During EMS’ strategic business planning review at the beginning of 2020, the subject of additional certifications was raised in support of its business growth plans. At this stage, there was no pressure from customers to undertake the certification process. However, the company received a request shortly after from a health sector customer to consider ISO 13485:2016.

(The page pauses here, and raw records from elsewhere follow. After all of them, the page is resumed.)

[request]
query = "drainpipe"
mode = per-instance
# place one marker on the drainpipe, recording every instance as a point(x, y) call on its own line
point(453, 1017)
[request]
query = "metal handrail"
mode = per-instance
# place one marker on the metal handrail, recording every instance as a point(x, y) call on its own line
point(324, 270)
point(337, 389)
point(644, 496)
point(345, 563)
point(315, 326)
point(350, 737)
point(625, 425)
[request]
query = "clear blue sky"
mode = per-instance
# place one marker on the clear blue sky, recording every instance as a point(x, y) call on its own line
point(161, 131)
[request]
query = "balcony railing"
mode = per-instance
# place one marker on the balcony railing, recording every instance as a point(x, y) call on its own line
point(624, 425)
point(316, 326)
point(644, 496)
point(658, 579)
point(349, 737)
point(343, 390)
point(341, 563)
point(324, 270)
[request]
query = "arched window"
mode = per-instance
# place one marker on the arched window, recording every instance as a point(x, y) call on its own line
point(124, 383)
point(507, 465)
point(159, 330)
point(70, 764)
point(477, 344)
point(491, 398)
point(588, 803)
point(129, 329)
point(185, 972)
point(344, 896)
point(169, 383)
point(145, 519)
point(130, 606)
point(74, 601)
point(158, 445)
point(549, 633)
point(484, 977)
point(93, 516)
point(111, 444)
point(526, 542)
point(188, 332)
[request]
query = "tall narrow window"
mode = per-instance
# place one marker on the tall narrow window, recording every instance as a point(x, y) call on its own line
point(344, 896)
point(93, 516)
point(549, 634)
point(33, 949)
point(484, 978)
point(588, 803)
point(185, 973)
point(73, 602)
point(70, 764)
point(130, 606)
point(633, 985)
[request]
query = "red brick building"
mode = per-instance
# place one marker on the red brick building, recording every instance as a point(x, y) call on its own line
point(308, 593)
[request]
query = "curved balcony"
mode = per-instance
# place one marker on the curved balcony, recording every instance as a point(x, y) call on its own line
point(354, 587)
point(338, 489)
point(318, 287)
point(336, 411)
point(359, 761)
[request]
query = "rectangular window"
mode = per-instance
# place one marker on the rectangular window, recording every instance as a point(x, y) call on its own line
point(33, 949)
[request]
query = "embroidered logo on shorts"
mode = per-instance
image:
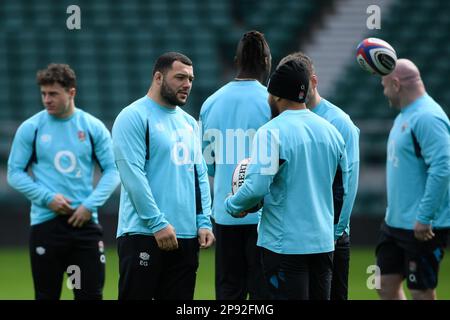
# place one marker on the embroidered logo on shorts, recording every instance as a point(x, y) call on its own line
point(144, 257)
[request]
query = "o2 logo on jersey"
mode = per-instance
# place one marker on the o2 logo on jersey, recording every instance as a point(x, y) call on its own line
point(66, 162)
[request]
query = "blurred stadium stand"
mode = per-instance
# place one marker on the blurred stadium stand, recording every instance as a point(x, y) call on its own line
point(114, 51)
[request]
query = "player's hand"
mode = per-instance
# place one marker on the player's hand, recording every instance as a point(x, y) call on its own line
point(423, 232)
point(61, 205)
point(166, 238)
point(237, 215)
point(80, 217)
point(205, 238)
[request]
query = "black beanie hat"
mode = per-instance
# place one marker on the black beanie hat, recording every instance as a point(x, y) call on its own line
point(290, 81)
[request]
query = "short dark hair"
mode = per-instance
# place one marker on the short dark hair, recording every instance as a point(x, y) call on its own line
point(57, 73)
point(165, 61)
point(301, 57)
point(252, 52)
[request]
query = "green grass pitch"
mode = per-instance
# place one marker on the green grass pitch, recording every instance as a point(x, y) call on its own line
point(16, 282)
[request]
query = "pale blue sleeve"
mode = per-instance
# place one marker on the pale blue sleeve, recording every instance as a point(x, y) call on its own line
point(203, 215)
point(129, 152)
point(110, 177)
point(207, 146)
point(433, 136)
point(203, 194)
point(260, 174)
point(17, 176)
point(350, 134)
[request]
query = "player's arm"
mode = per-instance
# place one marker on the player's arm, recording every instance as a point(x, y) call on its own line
point(110, 177)
point(129, 150)
point(260, 174)
point(202, 196)
point(342, 217)
point(17, 176)
point(102, 144)
point(207, 146)
point(433, 137)
point(350, 134)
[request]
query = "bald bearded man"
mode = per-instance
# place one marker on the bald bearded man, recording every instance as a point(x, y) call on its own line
point(414, 233)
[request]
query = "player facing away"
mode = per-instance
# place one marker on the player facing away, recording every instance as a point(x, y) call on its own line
point(229, 119)
point(164, 214)
point(414, 233)
point(296, 229)
point(60, 146)
point(342, 209)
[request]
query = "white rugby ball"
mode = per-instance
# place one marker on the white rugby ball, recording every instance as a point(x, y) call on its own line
point(376, 56)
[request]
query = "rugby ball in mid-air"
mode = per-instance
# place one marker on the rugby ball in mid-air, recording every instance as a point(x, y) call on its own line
point(376, 56)
point(238, 180)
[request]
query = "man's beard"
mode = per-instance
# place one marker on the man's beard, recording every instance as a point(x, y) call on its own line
point(170, 96)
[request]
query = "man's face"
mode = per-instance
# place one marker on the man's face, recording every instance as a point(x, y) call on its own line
point(273, 106)
point(391, 88)
point(177, 83)
point(56, 99)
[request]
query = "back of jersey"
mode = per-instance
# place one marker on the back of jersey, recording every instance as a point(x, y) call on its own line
point(229, 120)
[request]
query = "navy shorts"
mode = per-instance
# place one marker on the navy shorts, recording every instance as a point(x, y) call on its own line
point(399, 252)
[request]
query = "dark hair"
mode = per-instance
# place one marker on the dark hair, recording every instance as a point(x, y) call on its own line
point(57, 73)
point(165, 61)
point(301, 57)
point(252, 52)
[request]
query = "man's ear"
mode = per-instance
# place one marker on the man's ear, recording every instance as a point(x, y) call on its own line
point(72, 92)
point(314, 81)
point(396, 84)
point(158, 77)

The outbreak of COVID-19 and the consequent social distancing restrictions meant EMS faced some initial delays to the certification process at the start of 2020. Despite these curveballs, EMS has now completed the certification process—which went smoothly, all things considered.
Quality Manager Robert Goodney chose NQA as EMS’ accreditation body based on the company’s breadth of experience in the relevant standards, as well as the training, support, and resources available online. EMS will be audited once annually to both ISO 9001:2015 and ISO 13485:2016 until the re-certification in three years’ time. These consistent reviews mean EMS ensures its processes continue to meet the high standards set out by ISO.
ISO 13485:2016 supplements an already mature process system, adding another level of quality regulation to EMS’ medical devices processes. All requirements across both standards have been reviewed for compliance, and the company adapted its Business Management System to ensure this compliance continues.
In the medical industry, ensuring accuracy and safety across electronic medical equipment is vital. As such, it’s no surprise that the ISO 13485:2016 certification places more emphasis on traceability, records and risk management. For medical devices manufacturers, ISO 13485:2016 is advisable to guarantee quality in such an important field.
“Certification to ISO 13845:2016 was a key strategic aim for EMS in 2020. Given the events of the past year, the quality department—headed by Robert Goodney—and the wider business have done very well to achieve the certification,” says Jonathan Plummer, managing director of EMS. “ISO 13485:2016 supports EMS’ current medical customers as well as new customer opportunities. Beyond medical, the methodology of the certification supports existing and new customers in all industries and builds on EMS’ commitment to high standards of quality.”
The accreditation underscores EMS’ even more rigorous quality standards, offering greater assurance to clients of the controls and parameters in place.